Ma è il terzo incontro il più importante, come nelle fiabe. Abbiamo preso l’abitudine di fare colazione in una pasticceria, un baretto che vende deliziosi dolci fatti in casa. C’è dentro una signora anziana, una vecchietta insomma. Lasciami usare questa parola in disuso, perché lei non è altro che questo: una vecchietta linda e decorosa, in ciabattine di velluto e grembiule bianco ricamato. Non ci crederai: in testa ha anche una candida cuffietta arricciata, ottocentesca, sembra uscita da uno dei libri che conservo dall’infanzia e che tu mi nascondevi per farmi dispetto. Ha movimenti leggermente rigidi, ma non sta mai ferma. E’ lei che prepara le torte, tre, sempre le stesse tutti i giorni. Così si può scegliere fra una torta al cioccolato, un ciambellone alla crema e una crostata di ciliegie. Stamattina le ho detto che le sue torte sono le più dolci del mondo, perché davvero non mi era mai capitato di assaggiarne di così buone.

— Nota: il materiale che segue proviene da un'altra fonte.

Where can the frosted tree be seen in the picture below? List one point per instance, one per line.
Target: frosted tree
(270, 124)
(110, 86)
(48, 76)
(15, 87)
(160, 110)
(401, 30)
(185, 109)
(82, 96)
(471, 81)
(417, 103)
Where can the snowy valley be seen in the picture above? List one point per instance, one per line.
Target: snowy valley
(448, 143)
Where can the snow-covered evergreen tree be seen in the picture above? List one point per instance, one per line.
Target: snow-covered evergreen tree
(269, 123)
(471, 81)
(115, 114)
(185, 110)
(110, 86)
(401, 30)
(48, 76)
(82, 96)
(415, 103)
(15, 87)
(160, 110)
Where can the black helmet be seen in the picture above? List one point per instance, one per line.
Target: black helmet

Mi ha guardata con occhietti neri scoloriti, ma belli sai, guizzanti, furbi: «Cocca, quanto zucchero ci metti, tanto sarà dolce! Questo è il segreto».

Hai capito, fratello? Io sì. «Questo è il segreto». E ora riceverai la mia lettera. Non una mail, una vera lettera con busta, francobollo, indirizzo. Ci sono problemi di collegamento sull’isola, la connessione viene e va. Così ho pensato di scriverti una lettera che dovrai decifrare con un po’ di fatica fra i geroglifici della mia brutta grafia. Prendila come un segno d’affetto, non di follia. E’ la mia aggiunta di zucchero nella torta del bene che ti voglio.